Ailleurs : Récit des origines
Scène

Ailleurs : Récit des origines

La nouvelle pièce de Serge Mandeville, Ailleurs, est une odyssée captivante, un récit initiatique qui transporte et bouscule.

Ce texte touffu, Serge Mandeville y travaille depuis 12 ans; on sent bien qu’il l’a laissé mijoter doucement en lui. C’est une de ces pièces intimes qui soudain décollent et cherchent la sublimation. L’auteur y a intégré des éléments biographiques: sa découverte récente de l’Égypte (terre de ses ancêtres), un peu de son passé militant, beaucoup de sa lumineuse rencontre avec le théâtre, et des bribes d’histoires de son enfance.

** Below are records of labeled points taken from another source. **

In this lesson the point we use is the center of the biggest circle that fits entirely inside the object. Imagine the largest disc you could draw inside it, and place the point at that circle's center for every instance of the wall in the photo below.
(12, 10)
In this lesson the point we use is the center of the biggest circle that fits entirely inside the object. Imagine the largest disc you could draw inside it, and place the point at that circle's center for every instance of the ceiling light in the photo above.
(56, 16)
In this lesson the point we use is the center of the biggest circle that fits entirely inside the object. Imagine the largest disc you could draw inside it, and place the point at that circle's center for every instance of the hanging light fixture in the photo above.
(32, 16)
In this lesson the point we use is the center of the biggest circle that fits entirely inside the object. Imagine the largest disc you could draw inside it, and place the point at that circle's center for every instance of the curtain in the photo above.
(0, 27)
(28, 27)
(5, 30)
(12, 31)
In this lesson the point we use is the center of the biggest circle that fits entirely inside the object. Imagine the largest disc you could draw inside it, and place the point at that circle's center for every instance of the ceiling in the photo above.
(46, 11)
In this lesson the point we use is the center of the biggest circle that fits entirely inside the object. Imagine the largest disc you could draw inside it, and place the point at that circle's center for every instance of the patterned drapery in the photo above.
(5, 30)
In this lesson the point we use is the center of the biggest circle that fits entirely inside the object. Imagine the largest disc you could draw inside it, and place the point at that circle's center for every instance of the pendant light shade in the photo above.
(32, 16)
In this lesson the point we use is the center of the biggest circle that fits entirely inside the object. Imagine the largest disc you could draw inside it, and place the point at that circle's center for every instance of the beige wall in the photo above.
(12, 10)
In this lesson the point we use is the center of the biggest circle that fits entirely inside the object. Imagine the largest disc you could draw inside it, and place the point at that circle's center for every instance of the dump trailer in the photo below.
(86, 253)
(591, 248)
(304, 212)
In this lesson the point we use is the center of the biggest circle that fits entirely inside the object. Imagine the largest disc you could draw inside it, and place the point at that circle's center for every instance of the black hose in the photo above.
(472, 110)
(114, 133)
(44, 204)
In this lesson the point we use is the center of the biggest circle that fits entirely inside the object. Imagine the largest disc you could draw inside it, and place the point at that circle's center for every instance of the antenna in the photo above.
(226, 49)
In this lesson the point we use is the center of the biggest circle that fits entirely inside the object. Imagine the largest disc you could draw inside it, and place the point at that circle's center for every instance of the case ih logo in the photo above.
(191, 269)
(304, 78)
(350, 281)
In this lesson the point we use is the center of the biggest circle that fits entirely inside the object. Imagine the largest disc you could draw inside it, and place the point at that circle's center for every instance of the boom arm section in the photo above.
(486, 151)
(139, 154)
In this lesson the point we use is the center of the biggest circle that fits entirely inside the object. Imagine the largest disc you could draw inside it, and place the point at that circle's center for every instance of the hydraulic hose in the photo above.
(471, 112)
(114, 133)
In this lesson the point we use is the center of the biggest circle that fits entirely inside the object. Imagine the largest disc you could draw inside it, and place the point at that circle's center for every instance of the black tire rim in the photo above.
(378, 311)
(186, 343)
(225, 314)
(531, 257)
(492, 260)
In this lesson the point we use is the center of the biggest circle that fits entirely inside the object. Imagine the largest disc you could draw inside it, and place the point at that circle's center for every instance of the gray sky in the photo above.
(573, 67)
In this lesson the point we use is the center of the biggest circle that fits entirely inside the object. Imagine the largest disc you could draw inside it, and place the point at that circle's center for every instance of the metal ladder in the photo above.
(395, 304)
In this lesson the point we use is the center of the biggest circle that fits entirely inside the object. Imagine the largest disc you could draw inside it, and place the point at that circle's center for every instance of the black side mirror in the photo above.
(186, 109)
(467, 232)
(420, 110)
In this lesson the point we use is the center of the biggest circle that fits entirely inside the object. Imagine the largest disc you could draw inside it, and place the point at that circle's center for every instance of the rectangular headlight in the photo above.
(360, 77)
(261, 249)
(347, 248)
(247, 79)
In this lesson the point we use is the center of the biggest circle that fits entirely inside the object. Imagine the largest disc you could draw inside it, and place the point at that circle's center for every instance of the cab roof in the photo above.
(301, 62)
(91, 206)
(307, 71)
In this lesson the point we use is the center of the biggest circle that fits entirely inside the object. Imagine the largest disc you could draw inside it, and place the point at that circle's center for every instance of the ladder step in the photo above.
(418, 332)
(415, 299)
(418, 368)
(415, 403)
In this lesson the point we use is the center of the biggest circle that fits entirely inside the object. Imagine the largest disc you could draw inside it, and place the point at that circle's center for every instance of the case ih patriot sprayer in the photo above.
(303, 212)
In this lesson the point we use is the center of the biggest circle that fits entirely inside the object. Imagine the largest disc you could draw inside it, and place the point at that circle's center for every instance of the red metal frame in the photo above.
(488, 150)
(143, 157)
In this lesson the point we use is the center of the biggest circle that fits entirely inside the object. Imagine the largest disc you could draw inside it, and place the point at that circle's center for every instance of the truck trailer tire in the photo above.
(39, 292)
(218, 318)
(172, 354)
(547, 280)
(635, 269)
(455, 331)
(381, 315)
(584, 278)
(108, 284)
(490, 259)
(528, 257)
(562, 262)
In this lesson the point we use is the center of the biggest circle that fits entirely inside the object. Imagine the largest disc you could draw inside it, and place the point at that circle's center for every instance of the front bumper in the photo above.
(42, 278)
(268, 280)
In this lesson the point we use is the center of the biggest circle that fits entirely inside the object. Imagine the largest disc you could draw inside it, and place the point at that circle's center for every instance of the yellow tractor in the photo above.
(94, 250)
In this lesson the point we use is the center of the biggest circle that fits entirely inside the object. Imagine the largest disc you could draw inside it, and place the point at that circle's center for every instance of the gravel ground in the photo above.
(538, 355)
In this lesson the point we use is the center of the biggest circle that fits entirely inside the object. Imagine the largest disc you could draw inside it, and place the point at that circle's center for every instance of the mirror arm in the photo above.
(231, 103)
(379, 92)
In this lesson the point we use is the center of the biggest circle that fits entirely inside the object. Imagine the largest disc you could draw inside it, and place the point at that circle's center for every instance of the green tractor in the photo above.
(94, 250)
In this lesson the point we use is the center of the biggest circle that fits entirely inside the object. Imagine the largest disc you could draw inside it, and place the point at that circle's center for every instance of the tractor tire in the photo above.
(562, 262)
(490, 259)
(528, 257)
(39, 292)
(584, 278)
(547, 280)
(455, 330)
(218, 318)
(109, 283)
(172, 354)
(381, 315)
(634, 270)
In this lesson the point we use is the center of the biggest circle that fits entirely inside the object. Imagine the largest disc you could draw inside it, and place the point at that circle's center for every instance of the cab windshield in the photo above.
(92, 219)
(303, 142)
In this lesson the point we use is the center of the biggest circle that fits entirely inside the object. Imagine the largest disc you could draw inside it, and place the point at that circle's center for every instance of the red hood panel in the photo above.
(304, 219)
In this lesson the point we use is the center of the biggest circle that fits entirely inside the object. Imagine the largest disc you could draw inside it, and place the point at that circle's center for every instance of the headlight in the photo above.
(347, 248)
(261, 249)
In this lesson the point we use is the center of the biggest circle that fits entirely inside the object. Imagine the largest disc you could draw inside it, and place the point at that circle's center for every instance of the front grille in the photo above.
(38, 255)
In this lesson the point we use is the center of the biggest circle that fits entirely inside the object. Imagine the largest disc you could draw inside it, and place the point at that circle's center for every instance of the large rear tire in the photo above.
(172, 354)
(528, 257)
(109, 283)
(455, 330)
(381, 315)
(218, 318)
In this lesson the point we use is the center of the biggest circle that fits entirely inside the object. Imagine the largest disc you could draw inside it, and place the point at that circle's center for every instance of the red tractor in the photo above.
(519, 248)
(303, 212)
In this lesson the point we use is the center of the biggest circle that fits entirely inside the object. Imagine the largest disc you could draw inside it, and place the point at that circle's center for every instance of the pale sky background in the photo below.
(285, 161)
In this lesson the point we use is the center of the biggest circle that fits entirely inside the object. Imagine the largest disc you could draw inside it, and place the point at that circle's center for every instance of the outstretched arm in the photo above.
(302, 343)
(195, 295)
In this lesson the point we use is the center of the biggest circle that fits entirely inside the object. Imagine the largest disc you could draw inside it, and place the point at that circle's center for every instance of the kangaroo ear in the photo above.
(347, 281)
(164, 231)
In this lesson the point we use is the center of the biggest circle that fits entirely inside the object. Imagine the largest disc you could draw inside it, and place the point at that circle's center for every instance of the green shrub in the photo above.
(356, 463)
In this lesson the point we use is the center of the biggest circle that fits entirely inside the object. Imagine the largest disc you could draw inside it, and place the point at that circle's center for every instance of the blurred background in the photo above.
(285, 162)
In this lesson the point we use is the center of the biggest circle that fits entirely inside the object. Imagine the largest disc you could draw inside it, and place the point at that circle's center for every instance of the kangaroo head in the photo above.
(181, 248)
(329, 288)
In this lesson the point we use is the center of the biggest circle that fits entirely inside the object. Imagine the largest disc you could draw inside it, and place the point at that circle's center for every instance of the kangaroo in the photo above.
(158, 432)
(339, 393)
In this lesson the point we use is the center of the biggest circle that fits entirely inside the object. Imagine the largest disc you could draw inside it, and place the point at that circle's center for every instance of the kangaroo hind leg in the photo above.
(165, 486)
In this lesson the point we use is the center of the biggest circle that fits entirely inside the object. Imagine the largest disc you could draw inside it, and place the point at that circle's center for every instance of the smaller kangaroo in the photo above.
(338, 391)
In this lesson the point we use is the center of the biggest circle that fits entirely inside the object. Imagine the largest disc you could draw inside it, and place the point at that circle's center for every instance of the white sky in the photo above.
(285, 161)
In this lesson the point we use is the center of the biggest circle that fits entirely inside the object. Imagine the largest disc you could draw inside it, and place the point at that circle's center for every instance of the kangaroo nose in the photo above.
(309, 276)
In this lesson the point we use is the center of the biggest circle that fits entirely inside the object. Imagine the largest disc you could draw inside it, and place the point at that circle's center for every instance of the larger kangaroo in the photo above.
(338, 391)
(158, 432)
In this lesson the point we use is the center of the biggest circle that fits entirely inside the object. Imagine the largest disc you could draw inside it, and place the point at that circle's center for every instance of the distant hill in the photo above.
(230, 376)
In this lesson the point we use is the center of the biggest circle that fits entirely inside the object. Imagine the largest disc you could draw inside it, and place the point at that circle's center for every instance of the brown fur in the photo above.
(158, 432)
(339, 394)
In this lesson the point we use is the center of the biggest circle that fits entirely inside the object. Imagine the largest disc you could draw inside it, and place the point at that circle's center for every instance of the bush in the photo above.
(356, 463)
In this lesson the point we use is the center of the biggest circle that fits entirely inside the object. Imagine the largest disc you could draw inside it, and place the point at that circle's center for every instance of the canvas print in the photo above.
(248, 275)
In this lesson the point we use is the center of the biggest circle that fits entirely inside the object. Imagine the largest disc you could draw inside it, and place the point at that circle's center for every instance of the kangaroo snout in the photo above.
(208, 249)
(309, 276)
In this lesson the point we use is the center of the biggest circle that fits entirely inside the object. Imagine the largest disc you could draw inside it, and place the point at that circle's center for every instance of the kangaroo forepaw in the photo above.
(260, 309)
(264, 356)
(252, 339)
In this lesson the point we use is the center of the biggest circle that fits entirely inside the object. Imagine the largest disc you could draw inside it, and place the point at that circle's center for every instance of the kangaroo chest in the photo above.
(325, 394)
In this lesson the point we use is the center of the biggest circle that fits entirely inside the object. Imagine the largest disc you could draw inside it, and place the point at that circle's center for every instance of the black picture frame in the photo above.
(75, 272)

Il lui fallait un cadre, il l’a trouvé dans la mythologie égyptienne, dans le conflit israélo-palestinien, et puis dans une cellule familiale, deux frères qui partagent un appartement et aiment la même fille, sous le regard attentif et amusé d’une grand-mère spectrale mais influente. Mandeville aime raconter des histoires et il sait y faire. Ses quatre récits se lient et se délient, se multiplient même, dans de constants allers-retours. Fascinant parcours, qu’il serait hasardeux et réducteur de résumer ici en quelques lignes.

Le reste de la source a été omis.